But having said that, culturally I prefer the East Coast. The quality of the schools in this area, the whole educational system, the people, the R&D culture, and the people who really sit down, think, and analyze. It’s not just about the exit strategy here, it’s about making a company really successful and making customers successful. We just bought a California company, but as an East Coast company, I’m generally wary of acquiring West Coast companies, because it’s instantly “What’s in it for me?” Acquisition is seen as an end, not a beginning.

But at the same time, there are very few people you meet in California who have been with the same company for more than five years, and there’s something to be said for mixing up the gene pool. We’ve done it ourselves, just by buying companies.

X: Do you see Progress staying independent for the long term, or is there some chance you could get swept up in the wave of tech mergers yourselves?

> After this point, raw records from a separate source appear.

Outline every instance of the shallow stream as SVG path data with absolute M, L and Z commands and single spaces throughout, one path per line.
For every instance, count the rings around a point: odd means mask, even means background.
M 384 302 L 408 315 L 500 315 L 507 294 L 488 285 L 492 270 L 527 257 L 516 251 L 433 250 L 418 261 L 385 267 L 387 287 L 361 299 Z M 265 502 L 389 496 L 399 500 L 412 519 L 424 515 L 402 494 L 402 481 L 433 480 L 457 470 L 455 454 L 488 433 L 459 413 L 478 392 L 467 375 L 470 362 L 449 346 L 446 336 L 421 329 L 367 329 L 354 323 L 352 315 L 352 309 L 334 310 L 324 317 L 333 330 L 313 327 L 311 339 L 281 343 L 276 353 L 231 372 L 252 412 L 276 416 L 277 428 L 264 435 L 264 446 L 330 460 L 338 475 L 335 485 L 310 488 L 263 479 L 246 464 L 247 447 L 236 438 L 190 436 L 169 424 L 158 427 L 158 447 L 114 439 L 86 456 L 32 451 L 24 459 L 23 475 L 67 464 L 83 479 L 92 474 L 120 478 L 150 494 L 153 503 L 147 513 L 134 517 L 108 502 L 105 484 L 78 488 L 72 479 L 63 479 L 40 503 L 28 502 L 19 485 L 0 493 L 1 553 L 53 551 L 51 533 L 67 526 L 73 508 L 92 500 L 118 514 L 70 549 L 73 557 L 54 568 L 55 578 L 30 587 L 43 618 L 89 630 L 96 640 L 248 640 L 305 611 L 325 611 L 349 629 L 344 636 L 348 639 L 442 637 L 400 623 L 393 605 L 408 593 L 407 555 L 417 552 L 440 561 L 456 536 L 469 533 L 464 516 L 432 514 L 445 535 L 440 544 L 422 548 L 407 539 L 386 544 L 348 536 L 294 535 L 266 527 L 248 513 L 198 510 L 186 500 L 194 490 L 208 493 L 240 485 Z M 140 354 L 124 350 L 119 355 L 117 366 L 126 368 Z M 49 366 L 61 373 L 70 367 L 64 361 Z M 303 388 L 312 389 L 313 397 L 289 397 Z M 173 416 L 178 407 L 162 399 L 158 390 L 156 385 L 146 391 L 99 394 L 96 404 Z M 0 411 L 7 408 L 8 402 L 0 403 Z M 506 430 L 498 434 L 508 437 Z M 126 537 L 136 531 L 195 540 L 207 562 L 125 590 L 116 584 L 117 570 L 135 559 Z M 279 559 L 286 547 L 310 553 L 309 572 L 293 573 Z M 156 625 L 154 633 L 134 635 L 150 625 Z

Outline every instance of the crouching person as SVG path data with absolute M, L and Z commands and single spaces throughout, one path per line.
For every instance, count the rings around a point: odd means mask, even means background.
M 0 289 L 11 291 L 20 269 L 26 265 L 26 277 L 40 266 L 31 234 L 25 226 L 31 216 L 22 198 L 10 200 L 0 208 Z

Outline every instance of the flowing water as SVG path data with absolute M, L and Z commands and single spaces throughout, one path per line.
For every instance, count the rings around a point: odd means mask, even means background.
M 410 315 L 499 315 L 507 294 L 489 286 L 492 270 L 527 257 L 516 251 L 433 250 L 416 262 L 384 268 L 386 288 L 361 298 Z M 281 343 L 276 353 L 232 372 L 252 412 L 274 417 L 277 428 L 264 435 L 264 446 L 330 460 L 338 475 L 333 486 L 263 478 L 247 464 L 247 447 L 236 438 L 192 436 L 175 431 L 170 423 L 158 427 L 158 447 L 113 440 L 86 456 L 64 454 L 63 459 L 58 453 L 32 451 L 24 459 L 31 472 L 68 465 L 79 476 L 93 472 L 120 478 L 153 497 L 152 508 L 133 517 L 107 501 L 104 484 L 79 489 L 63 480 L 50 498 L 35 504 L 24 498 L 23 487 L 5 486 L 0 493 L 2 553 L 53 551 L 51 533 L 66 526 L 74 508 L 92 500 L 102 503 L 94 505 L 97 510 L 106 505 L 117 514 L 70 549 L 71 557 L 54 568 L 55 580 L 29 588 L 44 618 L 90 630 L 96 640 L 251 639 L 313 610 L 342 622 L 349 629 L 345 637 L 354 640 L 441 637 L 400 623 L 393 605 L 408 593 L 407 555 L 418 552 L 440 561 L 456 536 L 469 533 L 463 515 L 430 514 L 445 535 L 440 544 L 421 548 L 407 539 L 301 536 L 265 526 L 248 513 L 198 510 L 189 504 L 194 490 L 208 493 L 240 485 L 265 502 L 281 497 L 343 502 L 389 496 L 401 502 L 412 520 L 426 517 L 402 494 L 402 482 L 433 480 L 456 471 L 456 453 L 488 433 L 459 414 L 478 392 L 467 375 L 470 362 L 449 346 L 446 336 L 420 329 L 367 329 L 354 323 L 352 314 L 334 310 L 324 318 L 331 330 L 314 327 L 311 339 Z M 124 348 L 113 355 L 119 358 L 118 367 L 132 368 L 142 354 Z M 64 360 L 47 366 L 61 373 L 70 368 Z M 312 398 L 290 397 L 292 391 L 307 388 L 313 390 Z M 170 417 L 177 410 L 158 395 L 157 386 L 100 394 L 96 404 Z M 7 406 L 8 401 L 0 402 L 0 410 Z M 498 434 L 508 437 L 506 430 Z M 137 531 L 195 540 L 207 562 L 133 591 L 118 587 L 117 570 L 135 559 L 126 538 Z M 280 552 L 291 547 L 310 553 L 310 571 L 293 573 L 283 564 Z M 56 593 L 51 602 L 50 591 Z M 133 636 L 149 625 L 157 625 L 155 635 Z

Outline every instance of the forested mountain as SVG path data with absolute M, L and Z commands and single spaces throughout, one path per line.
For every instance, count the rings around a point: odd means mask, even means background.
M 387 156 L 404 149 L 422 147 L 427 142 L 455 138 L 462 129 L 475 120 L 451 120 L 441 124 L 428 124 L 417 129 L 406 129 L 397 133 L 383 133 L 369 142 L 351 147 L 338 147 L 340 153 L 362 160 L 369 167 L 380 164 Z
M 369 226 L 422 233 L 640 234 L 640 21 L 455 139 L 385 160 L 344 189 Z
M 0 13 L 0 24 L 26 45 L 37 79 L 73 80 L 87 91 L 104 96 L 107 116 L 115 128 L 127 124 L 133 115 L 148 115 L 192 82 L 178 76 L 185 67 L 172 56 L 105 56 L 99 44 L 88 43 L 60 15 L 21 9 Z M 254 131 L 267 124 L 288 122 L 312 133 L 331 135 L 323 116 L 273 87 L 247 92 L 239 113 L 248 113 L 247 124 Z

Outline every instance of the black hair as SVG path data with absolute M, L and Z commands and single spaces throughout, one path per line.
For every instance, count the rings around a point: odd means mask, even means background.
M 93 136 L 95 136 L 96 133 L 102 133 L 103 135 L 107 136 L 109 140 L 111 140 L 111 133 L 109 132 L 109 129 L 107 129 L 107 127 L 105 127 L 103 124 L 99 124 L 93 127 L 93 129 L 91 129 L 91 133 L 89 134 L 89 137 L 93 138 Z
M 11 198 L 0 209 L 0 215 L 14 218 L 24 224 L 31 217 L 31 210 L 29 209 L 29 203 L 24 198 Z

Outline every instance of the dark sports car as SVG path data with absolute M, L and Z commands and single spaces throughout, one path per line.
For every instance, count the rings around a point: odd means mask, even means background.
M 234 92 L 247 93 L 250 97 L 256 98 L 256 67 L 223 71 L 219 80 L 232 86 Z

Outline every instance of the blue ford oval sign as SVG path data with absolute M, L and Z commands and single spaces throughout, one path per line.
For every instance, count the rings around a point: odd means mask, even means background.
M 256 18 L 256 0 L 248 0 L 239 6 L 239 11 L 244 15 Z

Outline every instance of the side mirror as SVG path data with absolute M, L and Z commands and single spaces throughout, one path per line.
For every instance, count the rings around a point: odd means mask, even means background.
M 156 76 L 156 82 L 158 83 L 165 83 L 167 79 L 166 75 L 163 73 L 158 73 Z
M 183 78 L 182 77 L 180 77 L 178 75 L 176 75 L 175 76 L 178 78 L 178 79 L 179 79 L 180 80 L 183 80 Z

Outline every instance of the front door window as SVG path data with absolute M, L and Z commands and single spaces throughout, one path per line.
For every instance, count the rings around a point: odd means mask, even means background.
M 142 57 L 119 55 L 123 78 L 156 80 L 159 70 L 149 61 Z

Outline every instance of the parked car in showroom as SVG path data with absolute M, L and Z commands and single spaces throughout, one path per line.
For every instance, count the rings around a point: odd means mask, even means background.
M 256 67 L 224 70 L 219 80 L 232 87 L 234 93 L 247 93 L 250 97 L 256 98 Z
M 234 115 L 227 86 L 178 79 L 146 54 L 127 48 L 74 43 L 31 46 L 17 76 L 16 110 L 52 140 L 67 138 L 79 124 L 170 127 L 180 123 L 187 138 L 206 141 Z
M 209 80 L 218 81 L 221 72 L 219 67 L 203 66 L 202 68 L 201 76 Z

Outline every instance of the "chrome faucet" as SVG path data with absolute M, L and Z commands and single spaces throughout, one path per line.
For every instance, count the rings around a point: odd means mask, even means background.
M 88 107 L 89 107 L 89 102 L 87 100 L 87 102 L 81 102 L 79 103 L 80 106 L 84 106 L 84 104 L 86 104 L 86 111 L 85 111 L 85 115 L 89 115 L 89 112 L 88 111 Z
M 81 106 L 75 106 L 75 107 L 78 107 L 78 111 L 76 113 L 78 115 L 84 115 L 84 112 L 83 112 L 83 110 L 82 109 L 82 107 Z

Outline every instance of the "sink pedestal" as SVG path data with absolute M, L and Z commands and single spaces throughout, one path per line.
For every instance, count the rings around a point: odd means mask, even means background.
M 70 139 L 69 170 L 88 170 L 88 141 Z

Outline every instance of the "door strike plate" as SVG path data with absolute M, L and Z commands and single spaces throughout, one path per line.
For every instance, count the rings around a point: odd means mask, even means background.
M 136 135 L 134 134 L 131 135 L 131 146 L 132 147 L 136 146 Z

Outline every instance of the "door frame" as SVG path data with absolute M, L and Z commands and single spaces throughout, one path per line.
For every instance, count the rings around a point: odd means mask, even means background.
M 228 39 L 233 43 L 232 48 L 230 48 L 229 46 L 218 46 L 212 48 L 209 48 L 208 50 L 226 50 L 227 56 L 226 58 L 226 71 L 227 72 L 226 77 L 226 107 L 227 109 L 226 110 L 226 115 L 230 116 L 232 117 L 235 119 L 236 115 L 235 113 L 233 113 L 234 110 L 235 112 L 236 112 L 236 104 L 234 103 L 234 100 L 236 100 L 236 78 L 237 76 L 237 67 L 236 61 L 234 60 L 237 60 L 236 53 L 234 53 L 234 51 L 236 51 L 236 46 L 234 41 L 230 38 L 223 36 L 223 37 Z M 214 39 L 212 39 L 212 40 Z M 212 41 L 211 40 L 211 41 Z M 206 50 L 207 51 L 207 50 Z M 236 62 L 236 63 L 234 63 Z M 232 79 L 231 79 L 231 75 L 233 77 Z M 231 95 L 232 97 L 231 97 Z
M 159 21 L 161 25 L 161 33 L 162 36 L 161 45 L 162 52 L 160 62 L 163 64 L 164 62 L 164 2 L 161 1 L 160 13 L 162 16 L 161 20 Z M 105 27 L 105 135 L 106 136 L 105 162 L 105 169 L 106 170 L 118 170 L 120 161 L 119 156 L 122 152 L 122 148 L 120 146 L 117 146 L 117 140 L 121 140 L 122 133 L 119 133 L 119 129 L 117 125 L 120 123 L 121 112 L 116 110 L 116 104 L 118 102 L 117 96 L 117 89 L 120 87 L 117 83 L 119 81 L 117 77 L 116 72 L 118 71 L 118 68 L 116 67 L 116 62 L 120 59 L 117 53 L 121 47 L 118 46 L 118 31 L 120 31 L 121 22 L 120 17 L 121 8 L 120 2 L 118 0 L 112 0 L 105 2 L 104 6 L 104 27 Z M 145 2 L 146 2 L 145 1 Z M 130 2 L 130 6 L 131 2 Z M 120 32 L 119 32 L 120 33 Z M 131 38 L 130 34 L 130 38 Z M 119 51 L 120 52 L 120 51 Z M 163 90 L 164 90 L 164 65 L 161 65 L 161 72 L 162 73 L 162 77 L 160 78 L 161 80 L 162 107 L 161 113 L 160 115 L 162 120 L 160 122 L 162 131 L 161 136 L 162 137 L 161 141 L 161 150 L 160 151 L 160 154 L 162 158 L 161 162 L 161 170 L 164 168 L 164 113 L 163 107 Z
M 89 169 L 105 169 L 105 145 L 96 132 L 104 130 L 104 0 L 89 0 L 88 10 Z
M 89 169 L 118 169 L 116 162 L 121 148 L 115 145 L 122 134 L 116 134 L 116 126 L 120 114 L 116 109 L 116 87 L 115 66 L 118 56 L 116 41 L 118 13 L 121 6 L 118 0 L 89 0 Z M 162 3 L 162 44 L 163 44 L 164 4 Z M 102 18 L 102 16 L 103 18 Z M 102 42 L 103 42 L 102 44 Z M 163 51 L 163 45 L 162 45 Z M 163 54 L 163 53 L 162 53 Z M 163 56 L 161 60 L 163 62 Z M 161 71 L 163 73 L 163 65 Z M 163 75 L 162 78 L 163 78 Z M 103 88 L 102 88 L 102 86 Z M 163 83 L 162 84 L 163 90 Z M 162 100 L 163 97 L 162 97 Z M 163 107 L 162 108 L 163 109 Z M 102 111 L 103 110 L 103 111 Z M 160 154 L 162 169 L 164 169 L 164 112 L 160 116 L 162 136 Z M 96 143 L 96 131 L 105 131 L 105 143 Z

RR: There are only four or five strategics [big enterprise software companies] that could afford to buy us. One is in New York, one is in Massachusetts, and all the rest are in California. The New York one being IBM, of course, and EMC being the one in Massachusetts. I don’t see any synergy with EMC, and as far as IBM, there’s too much overlap. The same with Oracle out in California. So the way I look at it, we’re very likely to remain independent. From my perspective, that is also the best way to maximize shareholder value. I am not interested in selling out at a 10- to 15-percent premium on where we are today. But I don’t own the company. If somebody comes along and makes the shareholders an offer they can’t refuse—that could happen.

X: How do you think the growing interest in cloud computing will affect the market for your software?

RR: We often use the term “future proof.” When the original Progress customers back in the early days of Unix and PCs were writing code, certainly nobody then envisioned client-server architectures or the Internet or Web services or SOA or anything like that. But that same technology has carried onward and works well in those environments. I look at the cloud first and foremost as a business model and a platform. It’s a platform in which all of our customers products and our products will plug into.

JB: A large percentage of the partners deploying our applications are deploying them in the cloud. 95 percent of new licenses for our application development platforms will be sold and licensed to be used in the cloud.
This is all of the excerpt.